【IGC2024】IUGSジョン・ラドゥン会長インタビュー

地球科学の未来を切り開く: ジョン・ラドゥンとのインタビュー

【韓国・釜山】– ジョン・ラドゥン氏は、著名な地質学者であり、国際地質科学連合(IUGS)の会長です。彼はそのリーダーシップ、研究、そして提言活動を通じて地球科学の分野に多大な影響を与えてきました。英国地質調査所(BGS)のエグゼクティブ・ディレクターとしての経歴を含む数十年にわたるキャリアを通じて、ラドゥン氏は科学研究と政策決定の間のギャップを埋め、現代の地球が直面する最も差し迫った課題に取り組む上で重要な役割を果たしてきました。2024年に韓国・釜山で開催された万国地質学会議(IGC)での基調講演を終えたばかりのラドゥン氏は、進化する地球科学の役割、学際的な協力の重要性、そして私たちの惑星の未来についての見解を共有します。

インタビュアー:ソン ウォンソ

Q: ジョン・ラドゥン会長、本日はお越しいただきありがとうございます。

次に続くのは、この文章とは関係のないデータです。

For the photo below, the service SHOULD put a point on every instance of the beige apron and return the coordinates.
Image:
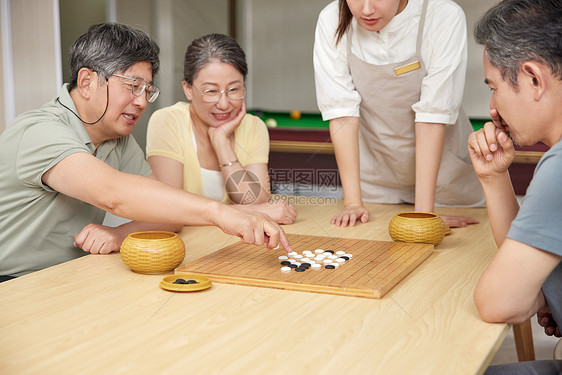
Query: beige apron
(387, 137)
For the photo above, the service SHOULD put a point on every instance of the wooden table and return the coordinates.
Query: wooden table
(95, 316)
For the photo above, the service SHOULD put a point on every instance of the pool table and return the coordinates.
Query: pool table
(305, 142)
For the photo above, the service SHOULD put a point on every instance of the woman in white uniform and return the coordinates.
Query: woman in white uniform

まずは、2024年の釜山IGCでの最近の講演について振り返っていただけますか?講演で伝えたかった主なテーマは何ですか?

ジョン: 本日はお話しする機会をいただきありがとうございます。2024年の釜山IGCは、COVID-19パンデミックによる8年間の中断を経て、対面での会議が再開されたというだけでなく、今日私たちの地球が直面する重大な問題について話し合う場が提供されたという点で、極めて重要なイベントでした。私の講演では、地球のプロセスを理解し、地球の持続可能性に貢献する上での地質学の役割を強調したいと考えていました。私は、地球のシステムを包括的に捉える必要性について述べ、地質学界に「どのような地球に住みたいのか?」という問いを投げかけることを提案しました。この問いは、現在の経済成長の軌道が持続可能かどうかを考え、惑星の長期的な健康と安定を確保するために私たちの地球との関係を再考する必要があるかどうかを考える上で根本的なものです。

釜山で開かれたIGC2024で祝辞を行うIUGSジョン・ラドゥン会長(写真:ソン ウォンソ)

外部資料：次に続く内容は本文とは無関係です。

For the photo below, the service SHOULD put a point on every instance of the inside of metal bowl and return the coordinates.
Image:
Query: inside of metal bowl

Q: 「人新世」についての言及は非常に考えさせられるものでした。なぜこの概念を地球科学者と一般の人々の両方に理解してもらうことが重要だと考えるのでしょうか?

ジョン: 人新世という概念は、人間の活動が地球の表面と大気に対して深く測定可能な影響を与える重要な地質学的力になったという考えを含んでいます。この時代は、何十億年もの間地球を形作ってきた自然のプロセスからの逸脱を表しており、特に産業革命以降、人類が与えた広範な影響を強調しています。地球科学者にとって、人新世を認識することはこれらの変化における私たちの役割を認め、その未来に責任を持つことを意味します。一般の人々にとっては、持続可能な実践とより大きな環境保護の必要性を強調する行動を促す呼びかけとなります。この用語は、科学的理解を日常の経験や意思決定と結びつける強力な共鳴を持っており、私たちが今日下す選択が地球に長期的な影響を及ぼすことを思い出させます。

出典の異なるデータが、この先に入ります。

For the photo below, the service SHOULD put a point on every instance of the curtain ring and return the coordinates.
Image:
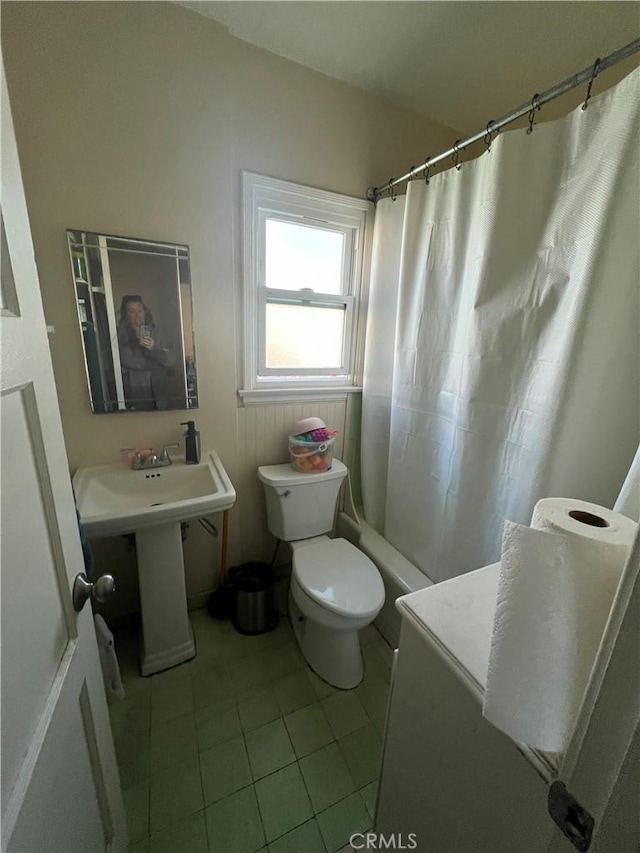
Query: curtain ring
(456, 155)
(594, 74)
(532, 112)
(487, 137)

Q: 会長のキャリアは、科学と政策の統合に強く焦点を当てていることで特徴付けられています。IUGSの会長としてのあなたのアプローチにどのように影響を与えたのか、詳しくお聞かせいただけますか?

ジョン: 英国地質調査所での経験は、IUGSでのリーダーシップアプローチを形成する上で確かに基礎的なものでした。BGSでは、私たちの科学的研究が最先端であるだけでなく、政策や社会的ニーズに直接関係するようにするために懸命に働きました。これには、政策立案者、産業リーダー、その他のステークホルダーと多くの関与が必要であり、科学的発見を実用的で実行可能な政策に翻訳することが求められました。IUGSでは、この関連性と影響に重点を置き続けています。私たちは地質学研究のグローバルな基準を設定し、私たちの仕事が持続可能な開発目標をサポートすることを確実にすることを目指しています。私たちの焦点は、自然資源の管理、自然災害の軽減、気候変動の理解のための科学的基盤を提供することにあります。これらすべては、科学と政策の緊密な連携を必要とします。

Q: 地質科学を進展させる上で技術が果たす重要な役割についても強調しています。人工知能や衛星モニタリングなどの革新が今後この分野をどのように形作っていくとお考えですか?

ジョン: 技術の進歩は、数十年前には想像もできなかった方法で地球科学を変革しています。例えば、人工知能は膨大なデータをより効率的かつ正確に分析することを可能にし、自然災害や環境変化に関するより良い予測モデルを生み出しています。衛星モニタリングは地球表面の変化を追跡するためのグローバル規模でのリアルタイムデータを提供しており、これは氷河の融解から森林伐採に至るまでの変化を監視するために非常に重要です。これらの技術は、複雑な地質プロセスを理解し、将来のシナリオを予測する能力を向上させており、計画や緩和努力には不可欠です。今後、これらの技術の統合は、地球の資源管理や環境問題への対応において、より包括的かつ効果的な戦略を開発するために重要となるでしょう。

Q: 学際的な協力の重要性についてもお話しされました。これが地球科学と環境の持続可能性の未来にとってなぜこれほど重要なのか、もう少し詳しく説明していただけますか?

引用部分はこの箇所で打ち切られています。